Are you turning 71 this year?

If you will be 71 by the end of 2010, you must convert your RRSP to a RRIF and begin drawing an income from your RRIF. Consider basing the minimum RRIF withdrawal on the age of the younger spouse. This will keep your required annual RRIF income as low as possible and allow you to keep more in your RRIF by deferring the taxes on it.

Contribute to an RESP

There are important benefits associated with RESPs that you should take advantage of before year-end. Contributions to an RESP entitle you to a grant, known as the Canada Education Savings Grant (CESG) of up to $500 per year, or $1000 if there is unused grant room because of contributions of less than the maximum CESG-eligible contributions from previous years. Consider contributing at least $2,500 to an RESP by year-end to receive the maximum CESG for 2010. You may want to contribute more if you have unused grant room from previous years.

If you haven't started an RESP for your growing children it may not be too late to maximize the CESG. In fact, if your child is age 10 or younger, you still have the opportunity to maximize the CESG. Also, if your child is age 15 and you have never started an RESP, consider contributing at least $2,000 by year-end. A child is not eligible to receive any CESG at age 16 or 17, regardless of whether RESP contributions are made in those years. Speak to your financial advisor about obtaining as much grant as possible for your RESP.

Delay HBP withdrawals until after year-end

The Home Buyer's Plan (HBP) is a great way to help fund a down payment for a home. However, there are some tricky rules that can be handled more easily if you delay your withdrawal until after year-end. Specifically, you must purchase a qualifying home by October 1st of the year following the withdrawal, all withdrawals must be made in the same calendar year and repayments begin two years following the year of withdrawal.

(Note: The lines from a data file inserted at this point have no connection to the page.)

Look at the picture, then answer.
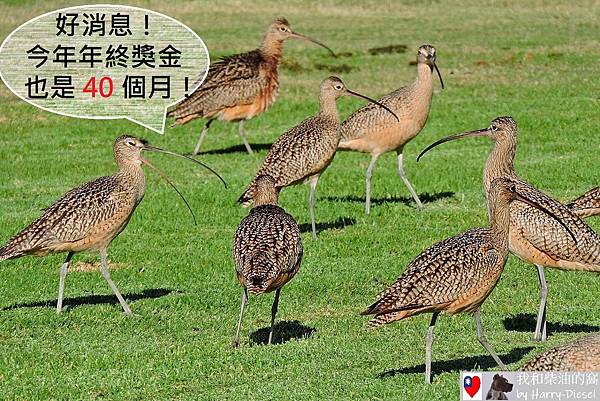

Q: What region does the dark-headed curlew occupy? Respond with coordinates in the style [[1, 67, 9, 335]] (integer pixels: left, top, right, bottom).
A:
[[521, 333, 600, 372], [0, 135, 225, 316], [233, 175, 302, 347], [168, 18, 335, 155], [362, 178, 572, 383], [238, 77, 395, 239], [339, 45, 444, 213], [417, 117, 600, 341]]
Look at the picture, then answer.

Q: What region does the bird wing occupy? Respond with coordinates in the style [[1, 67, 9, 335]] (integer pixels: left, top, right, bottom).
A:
[[169, 50, 266, 119], [363, 228, 503, 314], [5, 176, 134, 253]]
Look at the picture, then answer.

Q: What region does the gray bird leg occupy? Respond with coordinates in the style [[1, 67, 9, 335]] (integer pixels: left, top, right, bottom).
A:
[[56, 252, 73, 313], [365, 154, 379, 214], [192, 120, 213, 156], [100, 249, 131, 316], [533, 265, 548, 341], [269, 288, 281, 344], [238, 120, 252, 155], [473, 308, 508, 370], [425, 312, 439, 384], [396, 149, 423, 209], [231, 288, 248, 348]]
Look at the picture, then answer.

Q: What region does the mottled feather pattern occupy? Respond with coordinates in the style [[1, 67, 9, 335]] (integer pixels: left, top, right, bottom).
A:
[[567, 187, 600, 217], [2, 174, 143, 259], [233, 205, 303, 293], [363, 228, 507, 327], [521, 333, 600, 371]]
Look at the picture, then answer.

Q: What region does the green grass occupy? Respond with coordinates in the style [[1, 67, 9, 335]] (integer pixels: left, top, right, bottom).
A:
[[0, 0, 600, 400]]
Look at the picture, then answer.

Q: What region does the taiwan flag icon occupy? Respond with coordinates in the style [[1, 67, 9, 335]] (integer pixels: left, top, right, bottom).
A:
[[461, 372, 483, 400]]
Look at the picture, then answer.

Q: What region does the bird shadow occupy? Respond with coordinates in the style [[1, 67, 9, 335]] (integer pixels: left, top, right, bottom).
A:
[[2, 288, 173, 311], [377, 347, 534, 379], [325, 191, 454, 206], [300, 217, 356, 233], [250, 320, 317, 345], [502, 313, 600, 336], [186, 143, 272, 156]]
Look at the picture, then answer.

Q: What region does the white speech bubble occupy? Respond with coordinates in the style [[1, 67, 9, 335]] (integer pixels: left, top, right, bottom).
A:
[[0, 4, 210, 133]]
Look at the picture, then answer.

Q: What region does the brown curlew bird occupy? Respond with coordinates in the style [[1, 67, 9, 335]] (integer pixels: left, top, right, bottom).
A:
[[168, 18, 335, 155], [0, 135, 224, 316], [417, 117, 600, 341], [521, 333, 600, 372], [362, 178, 572, 384], [238, 77, 395, 239], [233, 175, 302, 347], [339, 45, 444, 213], [567, 187, 600, 217]]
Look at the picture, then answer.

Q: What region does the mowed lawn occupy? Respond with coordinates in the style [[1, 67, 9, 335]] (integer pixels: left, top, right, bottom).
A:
[[0, 0, 600, 400]]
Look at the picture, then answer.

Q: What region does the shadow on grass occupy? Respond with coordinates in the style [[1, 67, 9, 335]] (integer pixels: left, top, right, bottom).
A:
[[250, 320, 317, 345], [191, 143, 272, 156], [502, 313, 600, 336], [2, 288, 173, 311], [325, 192, 454, 206], [300, 217, 356, 234], [377, 347, 534, 379]]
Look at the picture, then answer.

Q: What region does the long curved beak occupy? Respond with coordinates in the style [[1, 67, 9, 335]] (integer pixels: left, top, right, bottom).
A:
[[291, 32, 337, 57], [513, 192, 577, 244], [142, 144, 227, 189], [346, 89, 400, 122], [417, 128, 489, 161]]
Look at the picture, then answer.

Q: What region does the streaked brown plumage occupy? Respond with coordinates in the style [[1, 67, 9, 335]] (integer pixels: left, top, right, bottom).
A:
[[233, 175, 303, 347], [0, 135, 225, 315], [567, 187, 600, 217], [419, 117, 600, 340], [339, 45, 444, 213], [362, 178, 568, 383], [238, 77, 393, 239], [168, 18, 333, 155], [521, 333, 600, 372]]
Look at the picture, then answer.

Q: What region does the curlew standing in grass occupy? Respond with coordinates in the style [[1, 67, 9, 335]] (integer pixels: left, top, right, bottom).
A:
[[362, 178, 572, 384], [168, 18, 335, 155], [233, 175, 302, 347], [0, 135, 225, 316], [339, 45, 444, 213], [567, 187, 600, 217], [521, 333, 600, 372], [417, 117, 600, 341], [238, 77, 395, 239]]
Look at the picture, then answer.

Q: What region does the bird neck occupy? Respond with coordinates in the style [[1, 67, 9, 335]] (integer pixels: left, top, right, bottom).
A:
[[259, 33, 283, 66]]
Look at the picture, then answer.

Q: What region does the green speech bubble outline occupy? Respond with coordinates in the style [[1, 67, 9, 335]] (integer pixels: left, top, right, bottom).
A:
[[0, 4, 210, 134]]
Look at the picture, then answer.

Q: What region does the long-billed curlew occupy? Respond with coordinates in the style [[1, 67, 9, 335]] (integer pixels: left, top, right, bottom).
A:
[[238, 77, 395, 239], [233, 175, 302, 347], [168, 18, 335, 155], [362, 178, 572, 383], [339, 45, 444, 213], [417, 117, 600, 341], [0, 135, 224, 316], [567, 187, 600, 217], [521, 333, 600, 372]]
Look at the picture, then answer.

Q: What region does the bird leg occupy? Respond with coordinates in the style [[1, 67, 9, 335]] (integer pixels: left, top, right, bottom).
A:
[[473, 308, 508, 370], [365, 153, 379, 214], [231, 287, 248, 348], [238, 120, 252, 155], [425, 312, 439, 384], [268, 288, 281, 345], [56, 252, 73, 313], [533, 265, 548, 341], [100, 249, 131, 316], [308, 175, 319, 240], [192, 119, 213, 156], [396, 149, 423, 209]]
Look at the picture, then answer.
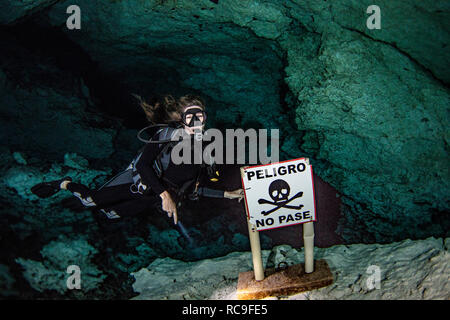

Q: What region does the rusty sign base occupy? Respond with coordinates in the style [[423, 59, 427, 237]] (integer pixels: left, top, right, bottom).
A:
[[237, 260, 333, 300]]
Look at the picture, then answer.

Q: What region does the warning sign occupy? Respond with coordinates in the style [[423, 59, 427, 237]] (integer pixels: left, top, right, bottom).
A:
[[241, 158, 316, 231]]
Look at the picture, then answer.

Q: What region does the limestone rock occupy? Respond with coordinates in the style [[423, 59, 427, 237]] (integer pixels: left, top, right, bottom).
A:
[[132, 238, 450, 300]]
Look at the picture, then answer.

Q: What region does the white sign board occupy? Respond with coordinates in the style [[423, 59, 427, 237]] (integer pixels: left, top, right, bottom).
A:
[[242, 158, 316, 231]]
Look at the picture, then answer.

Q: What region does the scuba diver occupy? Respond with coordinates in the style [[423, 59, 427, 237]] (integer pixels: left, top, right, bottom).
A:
[[31, 95, 243, 224]]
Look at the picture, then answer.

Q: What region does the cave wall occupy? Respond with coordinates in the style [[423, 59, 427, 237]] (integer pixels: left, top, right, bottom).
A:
[[0, 0, 450, 297], [38, 1, 450, 242]]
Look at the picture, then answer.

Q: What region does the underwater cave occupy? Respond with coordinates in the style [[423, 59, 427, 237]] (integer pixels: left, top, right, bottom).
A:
[[0, 0, 450, 300]]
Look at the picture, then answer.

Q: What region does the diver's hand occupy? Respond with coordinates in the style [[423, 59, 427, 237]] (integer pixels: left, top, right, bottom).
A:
[[159, 191, 178, 224], [223, 189, 244, 202]]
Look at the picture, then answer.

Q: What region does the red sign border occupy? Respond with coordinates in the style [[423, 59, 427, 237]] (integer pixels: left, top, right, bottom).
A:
[[241, 157, 317, 231]]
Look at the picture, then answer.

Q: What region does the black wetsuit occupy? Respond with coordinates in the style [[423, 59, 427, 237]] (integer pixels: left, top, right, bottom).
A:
[[67, 132, 224, 219]]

Delaying your withdrawal until after year-end allows you more time to purchase a home, make more withdrawals under the plan and extend the time before which you must begin repaying funds to your RRSP.

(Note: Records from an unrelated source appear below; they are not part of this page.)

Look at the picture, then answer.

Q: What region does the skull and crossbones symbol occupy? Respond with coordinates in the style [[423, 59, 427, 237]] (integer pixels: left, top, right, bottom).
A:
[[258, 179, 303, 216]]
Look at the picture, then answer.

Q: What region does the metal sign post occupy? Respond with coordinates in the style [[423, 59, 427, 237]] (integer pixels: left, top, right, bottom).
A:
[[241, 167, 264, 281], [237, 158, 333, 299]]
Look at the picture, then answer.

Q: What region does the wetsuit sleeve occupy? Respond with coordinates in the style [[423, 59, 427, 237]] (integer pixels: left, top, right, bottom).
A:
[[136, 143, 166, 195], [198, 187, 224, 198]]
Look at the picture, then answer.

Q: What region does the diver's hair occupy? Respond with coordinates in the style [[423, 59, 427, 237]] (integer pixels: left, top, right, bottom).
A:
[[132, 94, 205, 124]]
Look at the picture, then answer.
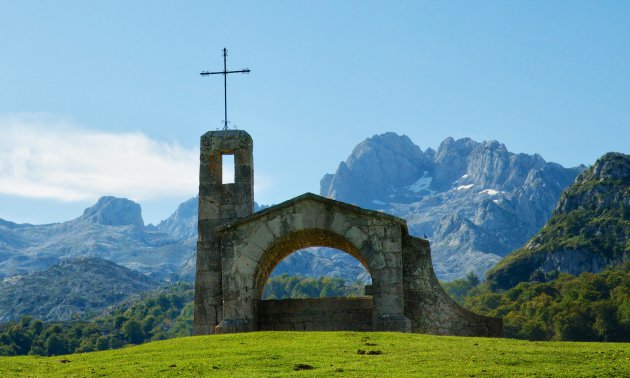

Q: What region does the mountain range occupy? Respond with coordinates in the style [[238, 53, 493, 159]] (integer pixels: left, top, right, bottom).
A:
[[0, 133, 584, 282], [0, 257, 159, 323], [320, 133, 585, 280], [0, 197, 195, 280], [487, 153, 630, 289]]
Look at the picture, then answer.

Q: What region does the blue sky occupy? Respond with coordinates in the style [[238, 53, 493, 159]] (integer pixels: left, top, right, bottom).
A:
[[0, 0, 630, 223]]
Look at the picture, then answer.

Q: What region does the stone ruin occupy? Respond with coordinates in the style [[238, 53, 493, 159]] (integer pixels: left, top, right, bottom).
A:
[[194, 130, 503, 337]]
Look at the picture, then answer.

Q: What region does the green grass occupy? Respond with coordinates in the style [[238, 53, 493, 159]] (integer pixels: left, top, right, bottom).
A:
[[0, 332, 630, 377]]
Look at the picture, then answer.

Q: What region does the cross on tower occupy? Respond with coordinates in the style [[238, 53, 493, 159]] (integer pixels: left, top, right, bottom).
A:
[[200, 47, 249, 130]]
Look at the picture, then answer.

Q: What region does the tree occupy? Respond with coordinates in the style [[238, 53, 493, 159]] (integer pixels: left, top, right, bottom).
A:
[[122, 320, 144, 344], [44, 333, 70, 356]]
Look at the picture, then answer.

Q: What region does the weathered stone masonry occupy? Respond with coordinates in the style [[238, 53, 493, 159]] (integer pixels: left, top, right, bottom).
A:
[[194, 130, 503, 336]]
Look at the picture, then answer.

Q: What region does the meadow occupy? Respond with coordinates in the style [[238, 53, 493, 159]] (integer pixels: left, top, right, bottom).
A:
[[0, 332, 630, 377]]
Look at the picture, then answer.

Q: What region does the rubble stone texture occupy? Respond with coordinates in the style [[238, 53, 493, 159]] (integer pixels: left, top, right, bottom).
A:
[[194, 130, 503, 337]]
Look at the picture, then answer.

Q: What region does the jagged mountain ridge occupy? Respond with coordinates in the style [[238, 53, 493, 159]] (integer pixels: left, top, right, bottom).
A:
[[0, 257, 158, 323], [0, 197, 195, 279], [488, 153, 630, 289], [320, 133, 584, 280], [152, 133, 584, 282]]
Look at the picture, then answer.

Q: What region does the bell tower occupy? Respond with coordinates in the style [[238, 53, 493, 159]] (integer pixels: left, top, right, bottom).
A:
[[194, 129, 254, 335]]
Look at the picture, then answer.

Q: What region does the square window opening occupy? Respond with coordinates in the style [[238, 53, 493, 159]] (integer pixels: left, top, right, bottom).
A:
[[221, 154, 235, 184]]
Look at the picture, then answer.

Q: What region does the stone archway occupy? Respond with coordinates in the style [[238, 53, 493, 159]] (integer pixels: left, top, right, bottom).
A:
[[194, 130, 503, 336], [255, 229, 374, 331], [215, 193, 411, 332]]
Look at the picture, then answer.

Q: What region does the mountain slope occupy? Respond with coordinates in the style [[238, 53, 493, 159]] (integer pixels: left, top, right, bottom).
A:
[[0, 197, 195, 279], [487, 153, 630, 289], [320, 133, 583, 280], [0, 257, 158, 323]]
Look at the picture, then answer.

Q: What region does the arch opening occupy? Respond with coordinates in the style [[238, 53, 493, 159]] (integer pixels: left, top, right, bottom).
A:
[[256, 229, 374, 331], [261, 247, 372, 300]]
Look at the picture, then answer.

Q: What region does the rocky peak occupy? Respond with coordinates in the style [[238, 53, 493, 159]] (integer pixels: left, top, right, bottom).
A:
[[157, 197, 199, 240], [554, 152, 630, 215], [487, 153, 630, 289], [78, 197, 144, 228], [320, 132, 428, 206]]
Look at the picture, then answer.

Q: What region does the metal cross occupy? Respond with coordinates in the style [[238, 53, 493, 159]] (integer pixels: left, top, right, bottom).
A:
[[200, 47, 249, 130]]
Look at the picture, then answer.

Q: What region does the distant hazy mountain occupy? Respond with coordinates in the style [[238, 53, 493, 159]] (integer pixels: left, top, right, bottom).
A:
[[488, 153, 630, 288], [320, 133, 584, 280], [0, 197, 195, 279], [0, 257, 158, 323], [153, 133, 584, 282]]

Take advantage of the new tax credits

A variety of new non-refundable tax credits have been introduced recently, including the Child Fitness Tax Credit and the Public Transit Tax Credit. The Child Fitness Tax Credit is available to parents of children under the age of 16 who are registered in an eligible program of physical activity, to a limit of $500 per child.

The Public Transit Tax Credit is a credit for the cost of buying a monthly (or longer duration) pass for commuting on buses, streetcars, subways, commuter trains and local ferries. Unlike other non-refundable tax credits, you will need to provide original copies of receipts to claim either of these tax credits, therefore be sure to obtain all receipts for eligible expenses in 2010.

Defer your bonus

This is the time of year in which many employees receive bonuses for exceptional work. Consider speaking with the employer about delaying payment of the bonus until after year-end. Delaying your bonus by one month allows you to defer the resulting tax bill to April 2012, a full 16 months to when you have to file your 2011 tax return.